Chase Edwards, a second-year student in the physical therapy program, said he’s enjoyed getting to know the community around his cohort. If he walks around town wearing Emory & Henry colors, people will stop him to say hello and ask what he thinks of Marion, he said.

“It never ceases to amaze me, the hospitality that this community has,” he said.

Edwards said based on his experience in Marion, if a career opportunity opened up in the area, he would be interested. He likes the feel of the town that’s similar to his native Unicoi, Tennessee, a small town near Johnson City.
That attitude is what educators want to see from some of their students, Fincher said.

“We’re not just preparing students based on content areas,” Fincher said, “but also educating them about civic engagement.”
Emory & Henry is making a special effort to reach out to locals in need of medical care, school officials said.
In August, the Mel Leaman Free Clinic moved into a facility on the E&H campus after the school’s classes were moved into the main hospital building.

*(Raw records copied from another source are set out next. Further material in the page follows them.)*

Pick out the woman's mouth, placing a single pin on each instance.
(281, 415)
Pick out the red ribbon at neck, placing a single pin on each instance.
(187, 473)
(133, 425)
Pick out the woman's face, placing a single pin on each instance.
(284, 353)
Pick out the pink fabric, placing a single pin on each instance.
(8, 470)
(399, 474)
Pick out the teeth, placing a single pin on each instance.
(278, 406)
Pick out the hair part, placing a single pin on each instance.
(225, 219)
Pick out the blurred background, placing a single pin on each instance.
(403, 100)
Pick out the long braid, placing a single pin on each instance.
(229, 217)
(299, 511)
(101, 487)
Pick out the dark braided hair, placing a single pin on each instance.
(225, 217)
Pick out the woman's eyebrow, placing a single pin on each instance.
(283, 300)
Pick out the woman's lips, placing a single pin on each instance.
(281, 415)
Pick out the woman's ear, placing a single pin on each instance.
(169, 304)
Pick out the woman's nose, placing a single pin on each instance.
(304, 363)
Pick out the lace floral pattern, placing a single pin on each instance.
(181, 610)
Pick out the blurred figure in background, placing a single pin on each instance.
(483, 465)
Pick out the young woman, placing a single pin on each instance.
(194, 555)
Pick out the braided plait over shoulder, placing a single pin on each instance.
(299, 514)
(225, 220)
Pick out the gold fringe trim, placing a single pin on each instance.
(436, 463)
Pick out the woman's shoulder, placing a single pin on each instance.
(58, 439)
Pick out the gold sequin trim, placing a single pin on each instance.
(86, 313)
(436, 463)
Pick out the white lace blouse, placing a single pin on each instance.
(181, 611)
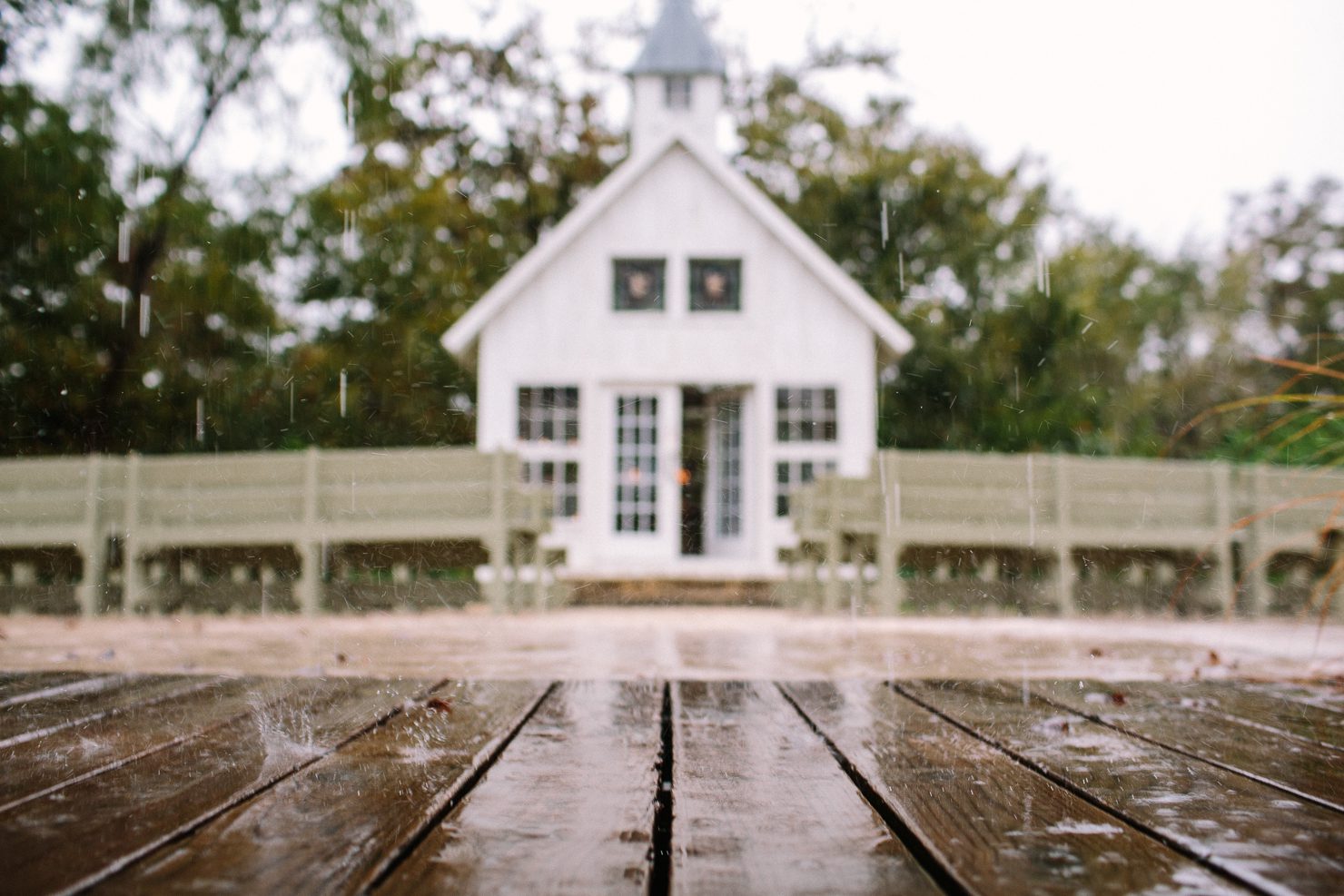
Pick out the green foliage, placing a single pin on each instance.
(1035, 330)
(467, 153)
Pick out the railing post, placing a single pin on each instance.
(1220, 480)
(310, 547)
(94, 547)
(835, 543)
(496, 590)
(1254, 563)
(889, 542)
(132, 580)
(1064, 573)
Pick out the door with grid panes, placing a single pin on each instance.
(725, 523)
(636, 498)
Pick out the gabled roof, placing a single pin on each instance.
(677, 44)
(462, 335)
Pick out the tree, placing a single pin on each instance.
(467, 153)
(201, 273)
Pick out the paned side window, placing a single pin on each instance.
(790, 475)
(728, 476)
(716, 283)
(548, 414)
(636, 464)
(805, 414)
(637, 283)
(677, 92)
(562, 478)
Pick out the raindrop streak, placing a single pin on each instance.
(349, 235)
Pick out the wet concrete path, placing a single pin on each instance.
(156, 783)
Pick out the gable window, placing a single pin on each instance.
(790, 475)
(716, 283)
(637, 283)
(805, 414)
(548, 414)
(677, 92)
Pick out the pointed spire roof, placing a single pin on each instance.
(677, 44)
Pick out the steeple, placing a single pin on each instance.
(677, 81)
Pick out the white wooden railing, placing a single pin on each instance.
(1058, 506)
(301, 498)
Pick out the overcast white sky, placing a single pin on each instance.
(1151, 112)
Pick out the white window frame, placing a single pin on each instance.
(677, 92)
(562, 453)
(636, 493)
(804, 418)
(800, 470)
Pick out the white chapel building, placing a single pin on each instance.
(677, 355)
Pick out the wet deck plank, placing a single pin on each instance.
(1269, 705)
(78, 834)
(752, 782)
(274, 784)
(69, 708)
(1248, 829)
(296, 837)
(568, 808)
(62, 758)
(994, 825)
(1162, 714)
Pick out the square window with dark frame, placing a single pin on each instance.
(716, 283)
(677, 92)
(548, 414)
(562, 478)
(790, 475)
(637, 283)
(805, 414)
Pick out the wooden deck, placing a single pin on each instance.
(150, 783)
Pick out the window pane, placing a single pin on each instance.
(716, 285)
(805, 415)
(637, 283)
(548, 414)
(636, 464)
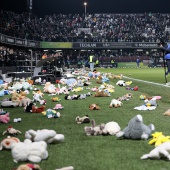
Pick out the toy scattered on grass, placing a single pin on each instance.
(36, 109)
(4, 118)
(136, 129)
(29, 167)
(49, 136)
(50, 113)
(55, 99)
(161, 151)
(159, 138)
(167, 113)
(84, 119)
(29, 151)
(7, 142)
(11, 131)
(101, 93)
(94, 107)
(115, 103)
(94, 130)
(73, 97)
(58, 107)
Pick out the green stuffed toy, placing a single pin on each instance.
(136, 129)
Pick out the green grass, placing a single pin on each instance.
(98, 152)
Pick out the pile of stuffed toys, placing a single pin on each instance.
(34, 148)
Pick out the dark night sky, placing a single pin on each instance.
(42, 7)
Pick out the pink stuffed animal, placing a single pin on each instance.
(4, 118)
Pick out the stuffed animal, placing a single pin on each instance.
(121, 83)
(49, 136)
(111, 128)
(7, 142)
(84, 119)
(115, 103)
(167, 113)
(136, 129)
(161, 151)
(29, 151)
(94, 107)
(36, 109)
(101, 93)
(94, 130)
(159, 138)
(29, 167)
(50, 113)
(4, 118)
(11, 131)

The clinic has offered free health care for low-income uninsured people in Smyth County for more than 10 years — seeking to offer a solution to what’s a major issue in Southwest Virginia. In fact, its facility had become cramped as of late, said the clinic’s executive director Michael Armbrister. With the new facility the clinic is now accepting patients from nearby Grayson and Washington counties, too.

The college offered a space in a building at the medical school free of charge. In exchange, students can get their clinical hours and observe professionals in the field from their first week on campus, Armbrister said.
“It really is a win-win,” he said.

But before students are helping with patients, they’ll be working in the simulation lab with two high fidelity simulation mannequins as well as actor-patients, said Scott Richards, director of the physician assistant program.
Richards said students will go through the simulations individually and in teams to apply what they’ve learned in the classroom to lifelike mannequins.

Afterward, students will be able to meet with faculty and watch video of interactions to improve.
The outreach, patient interaction and simulations create an attractive atmosphere for students, according to Schrum, the college’s president. According to Richards, there have been hundreds of applications for 30 spots in the first physician assistant program that starts next spring.

At Emory & Henry’s Marion health sciences campus, students will know they’re valued not just based on banners along Main Street, but also through high tech programming and special attention to student needs, Schrum said.
“At so many other colleges these programs are shoved in a basement of a medical school,” Schrum said. “It’s not like that here.”